Skin depth is fixed by the frequency and the material. The skin depth at a given frequency will be different for different materials.










Left side is skin depth, bottom is frequency.

Unless someone posted misinformation on wikipedia, which is quite possible...

But thanks for the additional explanations in your post. Very informative.


----------



## Mjolinor (Sep 15, 2008)

Yes it does depend on the transmission line parameters of the material but in a real world situation I have never met anything that would discriminate copper from aluminium when discussing the skin depth, they are pretty much the same for both metals.

Wikipedia is correct in the analysis given (I think) but it's not the whole picture, it is simplified. I spent 3 years of my life number crunching the transmission line parameters of power cables and just looking at some of the equations makes me feel like sleeping.


----------



## TexasCotton (Sep 18, 2008)

almoore said:


> Do not use aluminum conductors.I am an Electrician in the construction industry.You must use de-ox compound on all of your connections.The connectors must be dual rated ,for both termination materials,lead and aluminum in your case.Aluminum must be sized two sizes larger than the copper.Aluminum is much softer material than copper ,so extra care must be taken when terminating.In my 30 years I have seen many more aluminun connections fail,due to improper installation and maintenence.The connections on an EV will be subject to moisture ,vibration,chemicals,and other factors that would create a maintenence nightmare.Aluminum wire is a great product and in the right applications is hard to beat.

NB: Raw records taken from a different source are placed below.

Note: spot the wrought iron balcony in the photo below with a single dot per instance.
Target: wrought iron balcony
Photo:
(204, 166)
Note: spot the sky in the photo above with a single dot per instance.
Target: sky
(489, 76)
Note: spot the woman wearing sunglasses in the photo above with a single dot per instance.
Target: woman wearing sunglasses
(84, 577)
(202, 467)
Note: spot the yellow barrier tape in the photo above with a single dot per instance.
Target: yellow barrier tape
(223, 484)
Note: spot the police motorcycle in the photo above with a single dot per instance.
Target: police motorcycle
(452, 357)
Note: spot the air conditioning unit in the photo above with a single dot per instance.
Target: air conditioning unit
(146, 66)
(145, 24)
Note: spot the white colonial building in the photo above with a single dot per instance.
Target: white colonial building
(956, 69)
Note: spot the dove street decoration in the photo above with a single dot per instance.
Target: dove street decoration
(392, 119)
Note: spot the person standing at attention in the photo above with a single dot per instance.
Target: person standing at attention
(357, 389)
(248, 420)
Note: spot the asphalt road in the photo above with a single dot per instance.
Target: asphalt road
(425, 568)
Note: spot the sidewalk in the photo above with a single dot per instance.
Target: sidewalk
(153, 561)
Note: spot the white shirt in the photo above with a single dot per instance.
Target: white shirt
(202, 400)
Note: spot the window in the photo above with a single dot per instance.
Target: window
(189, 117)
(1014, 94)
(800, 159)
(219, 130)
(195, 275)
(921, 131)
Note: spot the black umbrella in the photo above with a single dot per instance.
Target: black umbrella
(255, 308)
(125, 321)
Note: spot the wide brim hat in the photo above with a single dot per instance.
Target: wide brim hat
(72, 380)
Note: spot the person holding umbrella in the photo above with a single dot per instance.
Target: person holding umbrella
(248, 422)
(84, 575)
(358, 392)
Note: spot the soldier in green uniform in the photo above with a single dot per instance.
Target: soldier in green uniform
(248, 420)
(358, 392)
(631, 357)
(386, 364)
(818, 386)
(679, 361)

I agree(Amen) with above post
Copper will be coming back down in price since "oil" is dropping in price. Anyway if you search for scrap or salvage copper you save on price !


----------



## iss407 (Dec 6, 2007)

It sounds like the safe bet is to use copper. The recycling place was closed today but I'll check next week to see if they ever get an welding cable brought in. I'm not going to be getting to installing the cabling for a while (haven't even got the motor yet!) so I have time to look for a good deal.

How about terminals. If the batteries have posts is it not better to use a terminal that binds around the post? Are crimped ends the best?


----------



## Technologic (Jul 20, 2008)

iss407 said:


> It sounds like the safe bet is to use copper. The recycling place was closed today but I'll check next week to see if they ever get an welding cable brought in. I'm not going to be getting to installing the cabling for a while (haven't even got the motor yet!) so I have time to look for a good deal.
> 
> How about terminals. If the batteries have posts is it not better to use a terminal that binds around the post? Are crimped ends the best?



Well soldered/crimped together is the best post binding method usually.


----------